Lograr 67 goles significa que las jugadoras croatas fueron a más de gol por minuto, exactamente marcaron de media un tanto cada 53 segundos, una auténtica barbaridad que denota el frenesí vivido sobre la pista ante unas jóvenes fiyianas totalmente sobrepasadas (42 pérdidas de balón). Croacia abrió con un parcial inicial de 18-0 antes de que Ro Banuve Logavatu, que ya inauguró el casillero de su equipo contra Francia, marcase la primera diana de Fiyi después de 16 minutos de juego (18-1).
Tras el 33-2 del descanso, la selección balcánica logró otro parcial todavía más exuberante en la segunda parte (34-2) hasta el 67-4 final con Elena Maja Hajdinjak como máxima realizadora con 19 goles de 20 lanzamientos.
Fiyi sólo marcó cuatro goles de 42 intentos.
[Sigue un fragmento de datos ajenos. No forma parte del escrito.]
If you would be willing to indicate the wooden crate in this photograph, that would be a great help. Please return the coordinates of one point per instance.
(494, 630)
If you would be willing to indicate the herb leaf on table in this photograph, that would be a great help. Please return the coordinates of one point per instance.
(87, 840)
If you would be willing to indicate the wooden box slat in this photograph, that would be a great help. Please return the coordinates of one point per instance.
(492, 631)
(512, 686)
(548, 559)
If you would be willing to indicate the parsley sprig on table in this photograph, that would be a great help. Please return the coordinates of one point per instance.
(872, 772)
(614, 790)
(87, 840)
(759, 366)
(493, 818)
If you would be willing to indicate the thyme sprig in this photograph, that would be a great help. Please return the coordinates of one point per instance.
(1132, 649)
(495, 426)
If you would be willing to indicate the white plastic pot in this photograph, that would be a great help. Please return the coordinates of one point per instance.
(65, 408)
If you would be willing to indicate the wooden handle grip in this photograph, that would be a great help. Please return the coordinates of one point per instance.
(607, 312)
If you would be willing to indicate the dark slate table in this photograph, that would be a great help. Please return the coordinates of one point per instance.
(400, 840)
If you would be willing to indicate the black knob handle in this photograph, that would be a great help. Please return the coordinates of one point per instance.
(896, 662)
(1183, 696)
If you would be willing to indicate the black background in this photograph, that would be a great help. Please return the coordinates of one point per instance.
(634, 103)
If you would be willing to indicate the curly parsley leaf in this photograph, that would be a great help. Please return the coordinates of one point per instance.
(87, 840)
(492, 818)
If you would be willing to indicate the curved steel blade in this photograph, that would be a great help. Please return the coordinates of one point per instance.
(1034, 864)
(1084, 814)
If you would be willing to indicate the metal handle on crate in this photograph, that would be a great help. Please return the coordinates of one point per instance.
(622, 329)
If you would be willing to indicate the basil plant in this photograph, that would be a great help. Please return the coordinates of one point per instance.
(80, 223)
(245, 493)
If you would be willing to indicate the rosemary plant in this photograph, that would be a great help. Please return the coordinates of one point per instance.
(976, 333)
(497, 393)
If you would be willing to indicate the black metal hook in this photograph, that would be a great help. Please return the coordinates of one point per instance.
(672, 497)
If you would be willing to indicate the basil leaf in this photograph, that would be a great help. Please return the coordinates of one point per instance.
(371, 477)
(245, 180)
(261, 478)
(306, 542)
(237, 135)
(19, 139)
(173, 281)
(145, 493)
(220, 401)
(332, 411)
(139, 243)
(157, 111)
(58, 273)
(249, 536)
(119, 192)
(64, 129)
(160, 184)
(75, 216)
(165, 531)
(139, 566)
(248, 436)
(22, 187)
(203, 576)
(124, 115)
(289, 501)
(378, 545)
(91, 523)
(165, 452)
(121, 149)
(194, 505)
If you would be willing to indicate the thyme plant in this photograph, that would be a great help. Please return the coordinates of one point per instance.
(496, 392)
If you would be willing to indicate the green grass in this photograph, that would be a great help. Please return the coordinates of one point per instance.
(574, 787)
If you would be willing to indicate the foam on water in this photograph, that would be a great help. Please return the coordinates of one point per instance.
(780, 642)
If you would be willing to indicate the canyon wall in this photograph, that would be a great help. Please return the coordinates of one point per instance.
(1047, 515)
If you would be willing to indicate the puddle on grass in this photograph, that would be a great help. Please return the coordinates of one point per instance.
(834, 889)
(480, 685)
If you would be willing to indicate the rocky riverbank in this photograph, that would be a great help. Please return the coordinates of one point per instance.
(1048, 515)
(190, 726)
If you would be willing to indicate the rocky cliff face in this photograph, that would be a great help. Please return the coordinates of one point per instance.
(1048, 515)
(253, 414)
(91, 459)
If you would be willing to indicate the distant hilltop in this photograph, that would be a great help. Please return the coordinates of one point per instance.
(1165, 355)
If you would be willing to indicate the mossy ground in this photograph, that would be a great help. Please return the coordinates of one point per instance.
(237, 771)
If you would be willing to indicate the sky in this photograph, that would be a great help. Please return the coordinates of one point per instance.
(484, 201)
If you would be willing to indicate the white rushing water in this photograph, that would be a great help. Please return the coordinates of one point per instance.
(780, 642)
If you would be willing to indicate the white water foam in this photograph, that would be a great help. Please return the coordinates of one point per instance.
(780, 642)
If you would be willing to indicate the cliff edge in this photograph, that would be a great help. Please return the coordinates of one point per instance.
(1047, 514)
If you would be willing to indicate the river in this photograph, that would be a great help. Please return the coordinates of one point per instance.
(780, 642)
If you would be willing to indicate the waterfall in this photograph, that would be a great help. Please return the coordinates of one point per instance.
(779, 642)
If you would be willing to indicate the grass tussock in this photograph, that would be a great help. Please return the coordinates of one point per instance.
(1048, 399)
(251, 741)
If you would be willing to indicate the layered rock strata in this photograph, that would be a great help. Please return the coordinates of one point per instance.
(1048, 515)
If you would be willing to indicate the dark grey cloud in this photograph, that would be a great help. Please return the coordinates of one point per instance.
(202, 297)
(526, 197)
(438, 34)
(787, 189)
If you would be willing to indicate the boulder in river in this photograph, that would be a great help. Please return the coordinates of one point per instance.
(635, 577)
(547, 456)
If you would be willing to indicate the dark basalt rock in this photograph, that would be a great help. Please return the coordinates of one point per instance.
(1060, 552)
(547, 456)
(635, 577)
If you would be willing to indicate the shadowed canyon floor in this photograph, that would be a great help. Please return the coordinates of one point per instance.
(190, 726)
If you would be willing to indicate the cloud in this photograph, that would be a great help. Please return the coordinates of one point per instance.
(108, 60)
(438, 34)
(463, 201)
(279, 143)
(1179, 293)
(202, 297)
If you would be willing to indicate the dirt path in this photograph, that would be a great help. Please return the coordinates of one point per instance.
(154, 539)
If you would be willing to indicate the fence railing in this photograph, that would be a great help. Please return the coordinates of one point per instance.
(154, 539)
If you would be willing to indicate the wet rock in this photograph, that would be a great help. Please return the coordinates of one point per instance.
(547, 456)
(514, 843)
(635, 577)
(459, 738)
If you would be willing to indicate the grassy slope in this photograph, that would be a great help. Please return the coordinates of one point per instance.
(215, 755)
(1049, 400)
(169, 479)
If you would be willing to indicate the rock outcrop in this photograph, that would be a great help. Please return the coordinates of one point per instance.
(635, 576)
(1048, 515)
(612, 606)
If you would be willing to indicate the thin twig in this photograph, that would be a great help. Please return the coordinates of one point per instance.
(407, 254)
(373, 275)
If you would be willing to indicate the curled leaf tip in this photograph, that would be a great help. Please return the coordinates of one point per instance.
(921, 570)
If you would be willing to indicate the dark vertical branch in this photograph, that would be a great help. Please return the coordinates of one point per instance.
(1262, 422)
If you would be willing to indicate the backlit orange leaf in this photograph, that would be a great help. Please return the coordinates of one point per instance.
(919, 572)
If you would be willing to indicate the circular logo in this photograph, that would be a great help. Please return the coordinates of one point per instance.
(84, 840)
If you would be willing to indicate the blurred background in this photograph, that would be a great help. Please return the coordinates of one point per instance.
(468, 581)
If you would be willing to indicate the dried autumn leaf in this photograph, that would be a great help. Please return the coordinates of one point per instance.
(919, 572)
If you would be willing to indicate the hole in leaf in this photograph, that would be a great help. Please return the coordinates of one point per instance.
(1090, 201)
El equipo oceánico hizo 42 tiros a puerta, pero sólo 23 bien dirigidos, 19 de los cuales parados entre las porteras croatas Vanessa Bebic, Kristina Goricanec y Lora Tetec, que firmaron así un 83% de acierto entre las tres. Lavenia Ravuna forma con Paulina Nagata la pareja de porteras de Fiyi en el Mundial sub-18 femenino de Rumanía IHF En el otro área, obviamente, el contraste con las guardametas fiyianas fue brutal: Paulina Nagata paró 5 de 54 lanzamientos (9%) y Lavenia Ravuna se quedó en una parada de 19 tiros recibidos (5%). Fiyi también está en el Mundial sub-18 con el hándicap de haber desplazado sólo a 12 jugadores en lugar de las 16 permitidas. Tundas de este tipo no son una rareza en campeonatos de carácter universal de la categoría que sea, pero lo de Fiyi está siendo especialmente sangrante. Más allá del derecho a participar después de conseguir la clasificación zonal y la ilusión de cualquiera de competir contra los mejores del mundo, poca cosa o nada aportan a los dos equipos partidos con distancias tan abismales entre unas jugadoras y otras.